I want to iterate that what I made this thread about is not my personal experience but how it relates to the performance of an average player and whether that provides a positive player experience.
These people bragging about getting 10k combat xp in one match don’t relate to the concern at all as they are not the average player, you can see the average player by playing a pub match and you can see that the median total xp amount is between 6000-8000 with a K/D approaching or around 10. It doesn’t matter how good you or me personally are at the game. Why this matters and why I felt it worth bringing up is because reward loops play a critical role in player experience and if players aren’t getting rewarded for their time they may very well just stop playing, which is bad for everyone because it reduces the size of the community.

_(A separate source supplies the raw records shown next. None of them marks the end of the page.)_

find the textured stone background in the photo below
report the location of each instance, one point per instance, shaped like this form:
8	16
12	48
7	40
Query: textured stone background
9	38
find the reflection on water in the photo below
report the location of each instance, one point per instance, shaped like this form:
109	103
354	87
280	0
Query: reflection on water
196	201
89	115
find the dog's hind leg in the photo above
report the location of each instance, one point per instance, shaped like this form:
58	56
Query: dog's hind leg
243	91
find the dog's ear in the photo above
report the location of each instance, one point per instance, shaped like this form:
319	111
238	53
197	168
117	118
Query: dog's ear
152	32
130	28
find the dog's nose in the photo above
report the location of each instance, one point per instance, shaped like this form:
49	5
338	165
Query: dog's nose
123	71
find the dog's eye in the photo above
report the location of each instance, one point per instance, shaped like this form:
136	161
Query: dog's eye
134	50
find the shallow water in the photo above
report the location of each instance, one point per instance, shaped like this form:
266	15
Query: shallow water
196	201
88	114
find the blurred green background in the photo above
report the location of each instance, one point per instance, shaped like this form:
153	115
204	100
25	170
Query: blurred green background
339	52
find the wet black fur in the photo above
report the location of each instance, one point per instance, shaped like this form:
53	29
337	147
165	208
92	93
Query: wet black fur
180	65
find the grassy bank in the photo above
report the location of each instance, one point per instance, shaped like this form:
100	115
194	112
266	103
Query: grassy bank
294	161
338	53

First off, was not bragging, was merely putting it there as an example. Secondly, this entire discussion is reminiscent of all the gaming journalist articles on how games like Cuphead requiring effort to complete is bad, purely because it is not inclusive for all the special little snowflakes out there; the entire concept is a fallacy. The idea of overcoming a challenge is indicative of games as the interactive medium that it is. Games, as a medium, function similarly to a meritocracy and inherently will require you to put in X amount of effort to achieve Y results; you will not get the same Y value with less X. That being said, concept of difficulty is inherent to games as well as the concept of a challenge, the argument of lowering the requirement of something to achieve the same reward exists along the same line; it’s the same argument just applied to a recurring mission cycle. If people didn’t want to have to work for the pay-off we wouldn’t see games that boast such difficulty being as successful as they are proving to be; look at games like Dark Souls, for instance, and the large communities that sprung up purely around those games.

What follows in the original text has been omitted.